Nella sua attività ospedaliera “la Belgioioso, in una situazione di assoluta disorganizzazione, ottiene risultati che, non subito ma cent’anni dopo, con il fuoco delle passioni spento, avrebbero meravigliato gli storici della medicina. Ha fatto, con minori mezzi a disposizione, ciò che quattro anni dopo avrebbe ricalcato Florence Nightingale nella guerra di Crimea guadagnandosi un primato che sarebbe spettato alla principessa se le solite polemiche italiane non l’avessero oscurata.”5
Anche la Repubblica romana cade e la principessa deve affrontare una ennesima fuga, questa volta a Malta. Di qui, con la figlia Maria e pochi altri italiani, prosegue per l’Asia Minore (Turchia) dove fonda, in una landa desolata in vicinanza dell’attuale Ankara, un’azienda agricola dove fornisce anche riparo a tutti gli espatriati.
Scrive tutte le sue avventure in Oriente. Cinque anni dopo torna finalmente in Francia e poi a Milano, dove rientra definitivamente in possesso di tutti i suoi beni.
Sebbene abbia sofferto e soffra della subordinazione alla quale gli uomini costringono le donne, non si è mai occupata della condizione femminile. Scrive, su richiesta, un articolo per la Nuova Antologia, pubblicato a gennaio 1866 in cui sostiene che non si è mai espressa sull’argomento perché non avrebbe potuto garantire la sua imparzialità.
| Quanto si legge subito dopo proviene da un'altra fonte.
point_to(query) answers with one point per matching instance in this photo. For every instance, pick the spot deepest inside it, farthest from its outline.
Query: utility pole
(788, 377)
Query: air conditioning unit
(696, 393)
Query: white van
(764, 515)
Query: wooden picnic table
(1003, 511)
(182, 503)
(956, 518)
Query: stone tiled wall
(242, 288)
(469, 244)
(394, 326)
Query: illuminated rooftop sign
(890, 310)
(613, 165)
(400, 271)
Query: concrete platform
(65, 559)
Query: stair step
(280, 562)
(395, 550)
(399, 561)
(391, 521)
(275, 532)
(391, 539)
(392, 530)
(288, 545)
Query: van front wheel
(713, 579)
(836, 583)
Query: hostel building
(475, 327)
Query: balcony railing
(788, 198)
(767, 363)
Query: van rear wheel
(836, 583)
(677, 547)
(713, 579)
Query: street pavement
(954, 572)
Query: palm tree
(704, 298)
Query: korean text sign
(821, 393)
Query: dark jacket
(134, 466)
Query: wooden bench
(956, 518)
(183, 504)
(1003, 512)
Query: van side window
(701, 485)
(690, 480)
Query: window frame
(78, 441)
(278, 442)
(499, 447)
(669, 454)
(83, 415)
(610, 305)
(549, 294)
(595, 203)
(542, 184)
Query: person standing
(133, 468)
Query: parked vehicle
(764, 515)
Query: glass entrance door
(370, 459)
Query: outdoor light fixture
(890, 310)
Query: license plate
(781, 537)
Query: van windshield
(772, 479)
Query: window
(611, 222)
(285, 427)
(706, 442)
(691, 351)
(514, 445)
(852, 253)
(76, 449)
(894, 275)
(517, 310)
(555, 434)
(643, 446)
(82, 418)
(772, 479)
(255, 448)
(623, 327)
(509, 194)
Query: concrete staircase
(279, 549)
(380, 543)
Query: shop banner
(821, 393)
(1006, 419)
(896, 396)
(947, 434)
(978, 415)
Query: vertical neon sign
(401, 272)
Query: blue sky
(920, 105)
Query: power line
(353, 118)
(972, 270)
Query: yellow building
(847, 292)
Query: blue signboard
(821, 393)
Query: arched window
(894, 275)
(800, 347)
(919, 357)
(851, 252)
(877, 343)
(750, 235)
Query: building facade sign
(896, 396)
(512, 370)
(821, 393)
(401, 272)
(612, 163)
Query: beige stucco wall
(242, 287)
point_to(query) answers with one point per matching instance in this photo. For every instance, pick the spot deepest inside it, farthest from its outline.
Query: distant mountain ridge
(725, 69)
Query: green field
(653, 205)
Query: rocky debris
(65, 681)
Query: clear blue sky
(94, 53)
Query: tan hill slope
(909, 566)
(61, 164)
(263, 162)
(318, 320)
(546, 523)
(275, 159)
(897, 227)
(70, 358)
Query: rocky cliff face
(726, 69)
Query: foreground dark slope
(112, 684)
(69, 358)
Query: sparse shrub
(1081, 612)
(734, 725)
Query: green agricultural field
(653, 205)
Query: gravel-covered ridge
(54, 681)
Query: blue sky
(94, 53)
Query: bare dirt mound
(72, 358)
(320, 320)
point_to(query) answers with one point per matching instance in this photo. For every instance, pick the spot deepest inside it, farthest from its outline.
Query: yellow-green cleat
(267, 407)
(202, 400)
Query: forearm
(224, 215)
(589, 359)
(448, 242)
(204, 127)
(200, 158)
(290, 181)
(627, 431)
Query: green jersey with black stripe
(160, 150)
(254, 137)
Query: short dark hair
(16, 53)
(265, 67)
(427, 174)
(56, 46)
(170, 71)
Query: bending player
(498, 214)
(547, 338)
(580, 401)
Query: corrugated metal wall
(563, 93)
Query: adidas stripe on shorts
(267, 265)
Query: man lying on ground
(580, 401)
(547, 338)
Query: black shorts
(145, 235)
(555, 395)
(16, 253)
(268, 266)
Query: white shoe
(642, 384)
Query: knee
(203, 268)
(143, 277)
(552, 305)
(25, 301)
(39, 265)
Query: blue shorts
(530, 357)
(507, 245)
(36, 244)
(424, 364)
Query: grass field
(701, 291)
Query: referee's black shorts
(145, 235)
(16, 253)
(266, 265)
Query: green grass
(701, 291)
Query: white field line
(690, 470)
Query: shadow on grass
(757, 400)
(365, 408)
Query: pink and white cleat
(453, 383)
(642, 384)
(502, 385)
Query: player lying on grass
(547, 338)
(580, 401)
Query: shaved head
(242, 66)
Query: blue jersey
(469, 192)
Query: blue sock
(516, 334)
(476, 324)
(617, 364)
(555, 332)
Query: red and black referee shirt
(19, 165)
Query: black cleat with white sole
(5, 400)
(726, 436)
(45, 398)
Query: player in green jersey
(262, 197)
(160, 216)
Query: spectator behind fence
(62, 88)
“Che la donna non sia né moralmente né intellettualmente inferiore all’uomo, se non per l’azione esercitata dal fisico sul morale e sull’intelletto, o ancora per gli effetti della educazione, è cosa ormai generalmente riconosciuta e ammessa”6. La società non si è liberata dai pregiudizi di un tempo e l’uomo era riuscito a convincere la donna che la differenza è l’essenza del fascino femminile. Le donne si sono adattate al pensiero maschile e, in taluni casi, nascondono la loro cultura per non risultare sgradevoli e noiose. Comportamenti diffusi non solo in Italia: a Parigi Cristina aveva trovato chi, per insultarla, la definiva “intellettuale”!
La principessa si spegne nella sua casa di Milano il 5 luglio 1871 e viene sepolta a Locate Triulzi. Da Carlo Cattaneo è stata definita “la prima donna d’Italia”.
1-Giardiniera: sono indicate come “giardiniere” le donne affiliate alla Carboneria nella prima fase del nostro Risorgimento. Si radunavano, anziché nelle “vendite carbonare”, nei loro giardini.
2-3-5 P.L. Vercesi, La donna che decise il suo destino, ed. Neri Pozzi
4-Principessa Cristina Triulzi-Belgioioso, L’Italia e la Rivoluzione Italiana, da “Revue des Deux Mondes 1848”
6-Cristina di Belgioioso, Della presente condizione delle donne e del loro avvenire, da “La Nuova Antologia”, 1866.